So the last time we met the Croods, back in 2013, Grug (Nicolas Cage), the overprotective patriarch of a caveman family, was struggling to adapt to his teenage daughter Eep’s (Emma Stone) new modern friend Guy (Ryan Reynolds). Guy has new ideas, new inventions, and Grug senses that his position as leader of the hunt is threatened by this little punk. But out of pure necessity they agreed to work together, Grug searching for safety for his pack, and Guy seeking the ever elusive “tomorrow.” Eventually Grug is forced to admit that Guy’s modern thinking is in fact better for their survival, and he must have been right because the family’s still intact for a sequel.
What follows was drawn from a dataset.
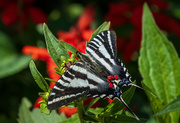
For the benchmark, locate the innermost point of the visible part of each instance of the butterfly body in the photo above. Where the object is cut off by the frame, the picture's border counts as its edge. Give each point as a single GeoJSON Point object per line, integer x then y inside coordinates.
{"type": "Point", "coordinates": [84, 79]}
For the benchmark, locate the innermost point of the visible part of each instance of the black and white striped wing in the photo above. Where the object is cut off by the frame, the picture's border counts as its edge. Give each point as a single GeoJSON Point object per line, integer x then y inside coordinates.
{"type": "Point", "coordinates": [76, 82]}
{"type": "Point", "coordinates": [102, 49]}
They’re all still following the light toward “tomorrow,” but Eep and Guy are starting to think of starting their own pack, which Grug takes rather hard. Any plans for splitting up are put on hold when it seems they may have found tomorrow: huzzah! In fact, it’s a gated community, a lush oasis, an exotic land of safety and plenty. Its inhabitants, and in fact creators, are Hope (Leslie Mann) and Phil (Peter Dinklage) Betterman, and their teenage daughter Dawn (Kelly Marie Tran), who are actually family friends from Guy’s childhood. The Bettermans are beyond ecstatic to be reunited with Guy, who would make the perfect mate for their daughter (not that there are any other options), and to show off their better way of living. Indeed, their treehouse is the absolute zenith in modern living, with every convenience, every comfort, and best of all, loads of food. Grug doesn’t necessarily appreciate its “privacy” or Phil’s emphasis on individualism, but wife Ugga (Catherine Keener) and the rest of the family seem awfully keen – even Eep, who is rather happy to have her first female friend, at least until she starts to see Dawn as competition for the one and only teenage boy in the vicinity. And after all, Guy is a modern human like them; what could he see in a cavegirl like her?
There’s lots of adventure to be had in A New Age, new lands to discover, new characters to sneer at, and plenty of wacky, zany stuff, like land sharks and punch monkeys, which may make tough critics like my nephews, who will not appreciate the teenage romance aspects, feel a little more forgiving. And while parents won’t be as keen to watch this as, say, Soul, which is hardly fair comparison, I’m sure we can all relate to fearing change, especially when it comes to family. There is a balance between the modern and the traditional that every generation must find for itself, and according to Dreamworks, that’s been true since before humans walked fully upright.